Director: Dan Scanlon
I had prepared myself for a lesser Pixar event with the release of Onward, which was being compared to Finding Dory or The Good Dinosaur; great for regular movies, bottom of the barrel for what this animation studio is capable of. And I accepted that on face value because it sounded reasonable; not every movie can be WALL-E or Inside Out. But then I remembered something; I really REALLY liked Finding Dory and The Good Dinosaur, I actually thought they were better than most of the Toy Story franchise, so maybe Onward was made exactly for me and for my family. Turns out, it most definitely was. This film is everything that I want from the heartwarming entertainment genre: a standard recipe that still dares to explore, a kids flick that isn’t afraid to reach for the feels, an honest portrayal of emotions with the humor to make it easily palatable. I guess Disney did it again, and there’s no real reason that we should be surprised.

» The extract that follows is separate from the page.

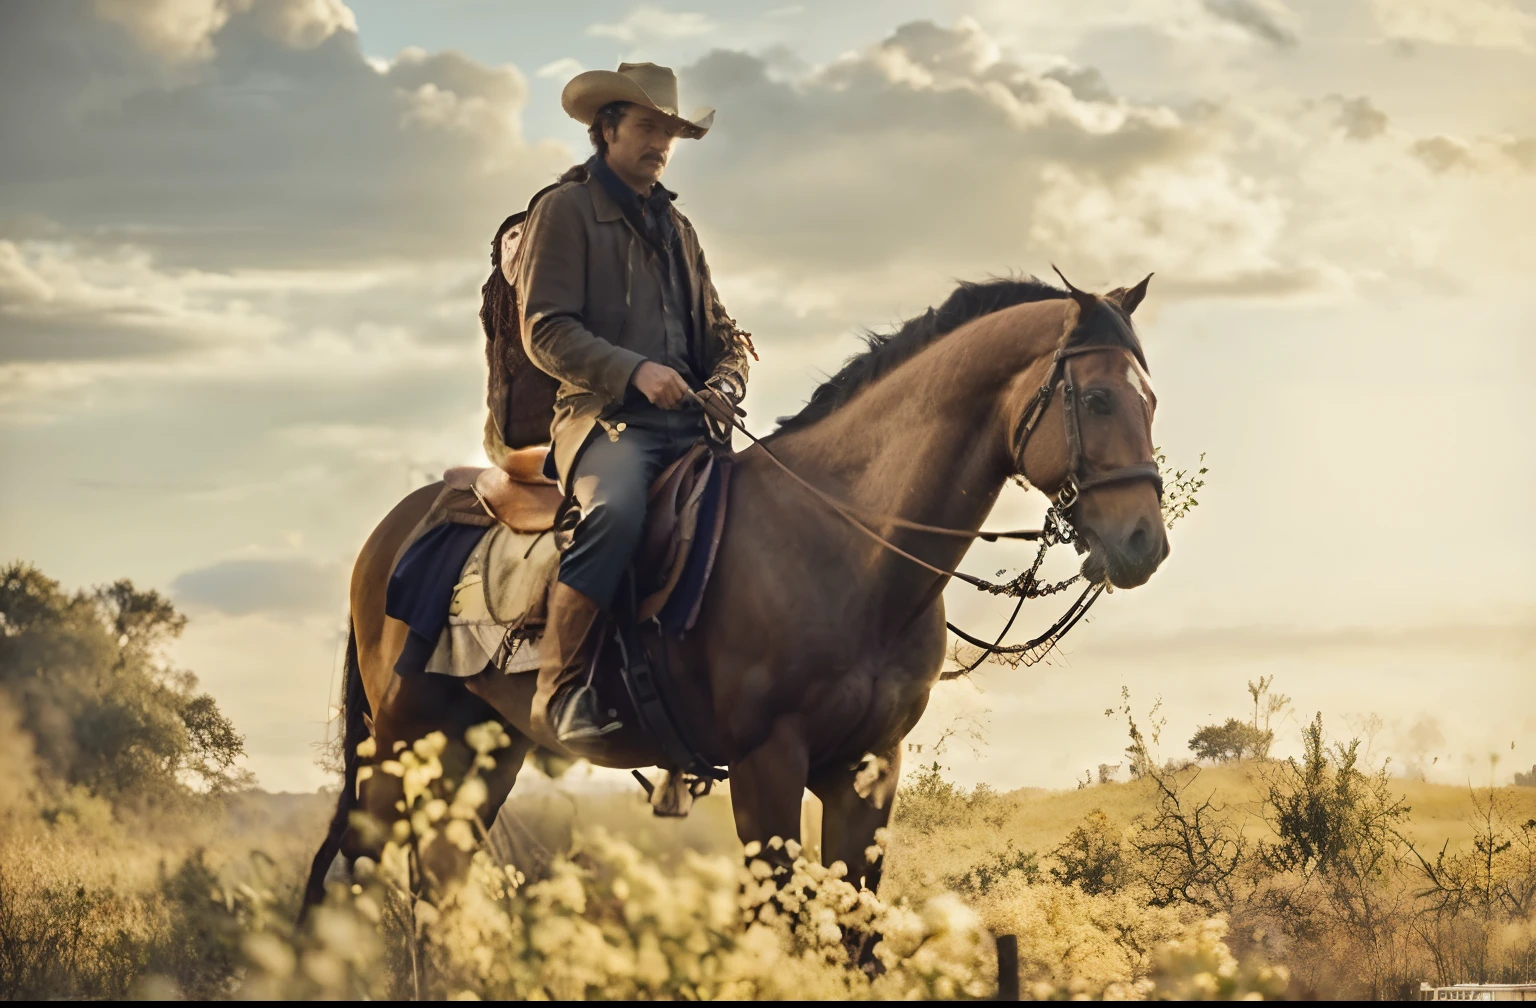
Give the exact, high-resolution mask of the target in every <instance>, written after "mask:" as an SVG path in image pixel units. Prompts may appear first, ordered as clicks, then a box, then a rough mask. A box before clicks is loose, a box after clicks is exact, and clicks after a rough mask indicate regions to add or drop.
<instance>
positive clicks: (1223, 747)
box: [1189, 718, 1275, 764]
mask: <svg viewBox="0 0 1536 1008" xmlns="http://www.w3.org/2000/svg"><path fill="white" fill-rule="evenodd" d="M1273 741H1275V733H1273V731H1272V730H1267V728H1256V727H1253V725H1250V724H1247V722H1244V721H1238V719H1236V718H1227V721H1226V724H1221V725H1204V727H1203V728H1200V730H1198V731H1195V734H1193V738H1190V739H1189V750H1190V751H1192V753H1195V759H1206V761H1210V762H1218V764H1226V762H1233V761H1238V759H1247V758H1264V756H1269V747H1270V744H1272V742H1273Z"/></svg>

The world was once full of magic, but even something as wonderful as that can lose its popularity, and now magical creatures live very normal lives, complete with electricity, school, and theme restaurants. When young elf Ian turns 16, it’s revealed to him & his brother Barley that their dad was an amateur magician, before his untimely death. All the boys want is to see their dad one last time, and it seems that there’s a way; their dad left them with a magic staff and a spell that will bring him back for 24 hours. Problem is, when Ian tries the trick and discovers that he has the gift, the spell is only completed half way, meaning only half a father figure. He & Barley must now embark upon an ancient-style quest in order to finish the feat, reproduce their pop, and experience that which they’ve both been longing for.
Onward doesn’t need your caveat; it’s just plain good. It might not be as good as the top, top tier, but Pixar knows what they are doing, and they did it right again here, with a tale that’s literally fun for the whole family. Not only that, not only is it an entertaining time, but it also has the heart to pull the story onto that next level, where adults will find themselves shedding a small tear as they melt with nostalgia and/or regret. I choked up a bit at the end; there’s a powerful message being told and you don’t even realize it, not until the climax, and then you’re just at its mercy. Onward is all that emotion, with humor to compliment and an adventure to enjoy; the complete Disney package. Add in animation that will rival anything you’ve seen from this team before and you’re in for one heck on an after-school screening.
The family plot arc is what drives the emotion, and it’s what got to me. But it’s Chris Pratt who drives the characters down the right path with his tenor, and he who becomes the shining star of the film. Think what you want of him off screen, and I can say I have my issues with his religion, but on screen he is a delight; think Emmet from The Lego Movie, cause, duh. Tom Holland is also great, Spider-Man and Star-Lord teaming up once again, and they really do make a nice pair. The rest of the cast is intriguing at least: Julia Louis-Dreyfus & Mel Rodriguez are spectacular, Octavia Spencer struggles, there’s an openly gay role which I applaud, some other minor cameos. All in all a good cast with great leads, not a group of celebrities that will go down in cinematic history. But they didn’t need to; the movie speaks for itself with its magic, its clever construction, and with its underlying heart, a message that marvelously moves the plot toward an extremely exciting conclusion. You never can tell, but I don’t project Onward to win any Academy Awards, but that’s not all there is; families will fall in love with this film for all the things it does right, and it’s quite a long list.